Last week, it was reported that freshman Rep. Gwen Graham (D-Tallahassee) is confirming that she, too, is considering entering the open Senate campaign.

In its decision, the state Supreme Court took the highly unusual action of actually stating how the 5th District — that of Jacksonville Rep. Corinne Brown (D) — should be drawn. Currently, the controversial district encompasses a portion of Duval County (Jacksonville), travels southwest to annex part of Gainesville, and then meanders further south to capture African-American precincts in the city of Sanford before moving into Orlando. The configuration has withstood several challenges under the Voting Rights Act over the past two decades, which is why it remains, but the state high court ruled two weeks ago that it did not meet the proper redistricting criteria under the 2010 voter-passed initiative.

With the court saying FL-5 should begin in Jacksonville and move due west to include at least part of Tallahassee city, inferring that the dictated Voting Rights percentages are less relevant than state law, Rep. Graham’s 2nd District will be radically affected. Presumably, moving much of Graham’s Tallahassee and Leon County base to the 5th District will subsequently swing the current FL-2 back to the GOP.

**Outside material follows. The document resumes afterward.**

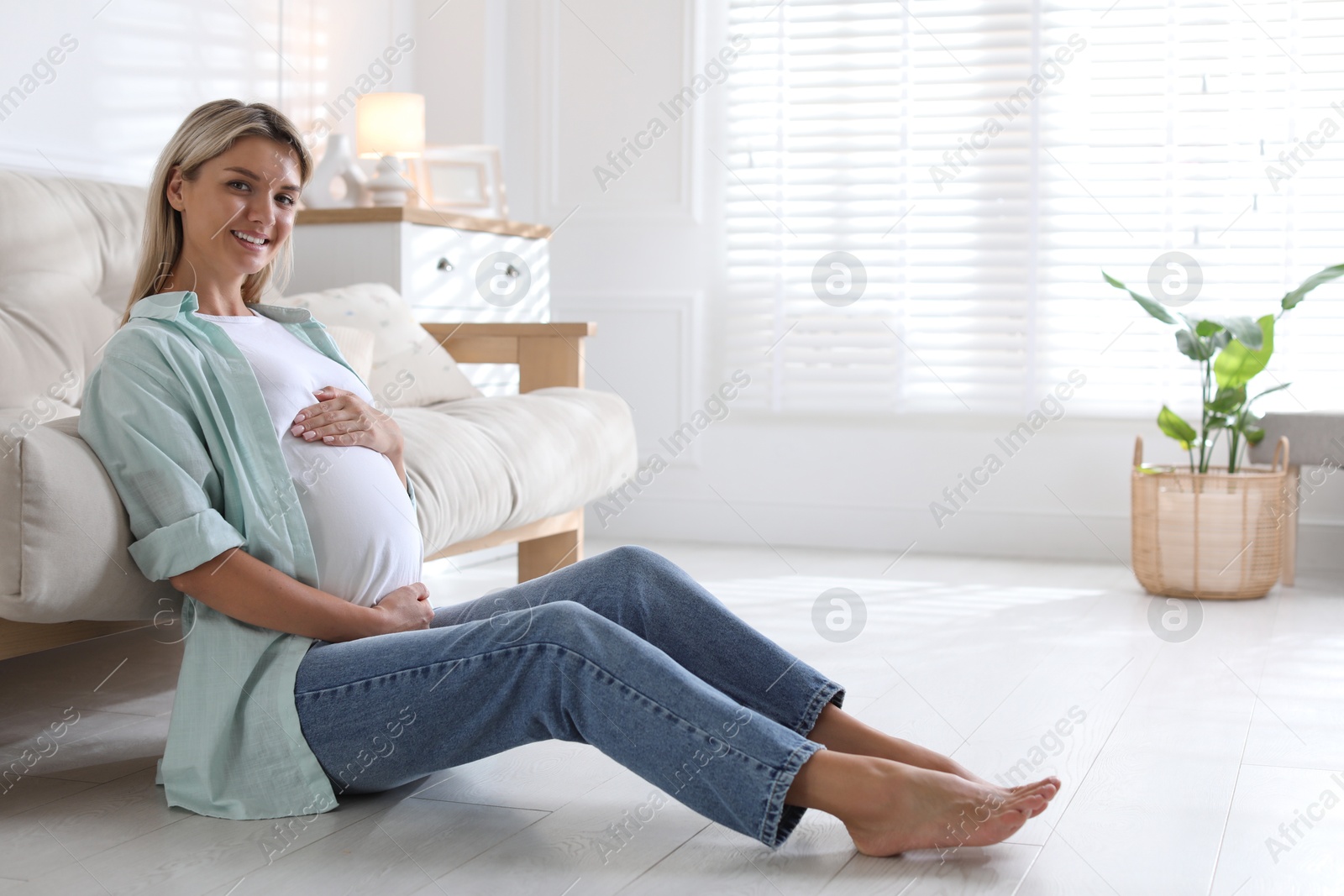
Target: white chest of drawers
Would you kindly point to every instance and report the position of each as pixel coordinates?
(448, 268)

Even with Tallahassee in the 2nd District, the last two Republican presidential nominees both captured 52 percent of the district vote. Swapping a sizable number of Democrats for Republicans will almost assuredly make the 2nd unwinnable for Graham or any other Democratic candidate. Should this happen, moving to the Senate race might prove to be her better option, as Rep. David Jolly (R-Pinellas County) believes it to be for himself.

Gwen Graham would be a strong Senate candidate and can win under the right circumstances. She is the daughter of former governor and Sen. Bob Graham (D), and would already enjoy statewide name identification within the Democratic primary voting universe. She proved herself a very able candidate in the 2014 congressional race, becoming only one of two Democratic challengers to win in what proved to be a Republican landslide year across the country. She is in strong shape for re-election if the district remains constant, but it appears such won’t be the case.

Graham is also a strong fundraiser who should excel in a statewide race. She banked almost $3.7 million for her 2014 House race, and has already raised well over $1 million for the 2016 campaign. All of her reported $940,000-plus cash-on-hand would be transferable to a Senate race.

Ironically, a Graham entry in the Senate race would also strengthen another Democratic candidate, fellow Rep. Alan Grayson (D-Orlando). The congresswoman has established herself as more of a moderate Democrat, as evidenced by her first House action when she voted for Tennessee Rep. Jim Cooper (D) for Speaker instead of Nancy Pelosi. Therefore, her appeal will likely take away from party favorite Rep. Patrick Murphy (D-Jupiter), who has also voted more moderately.

The Democratic base left, disproportionately represented in a primary election, would then most closely identify with Grayson. Such a three-way contest would dramatically increase Grayson’s odds of becoming the nominee. Arguably, Graham could be the party’s strongest general election candidate, however.

Gwen Graham running statewide would make an already interesting Senate primary even more so. The reverberations of the latest redistricting ruling continue to be felt throughout Florida, and the new lines haven’t even been drawn.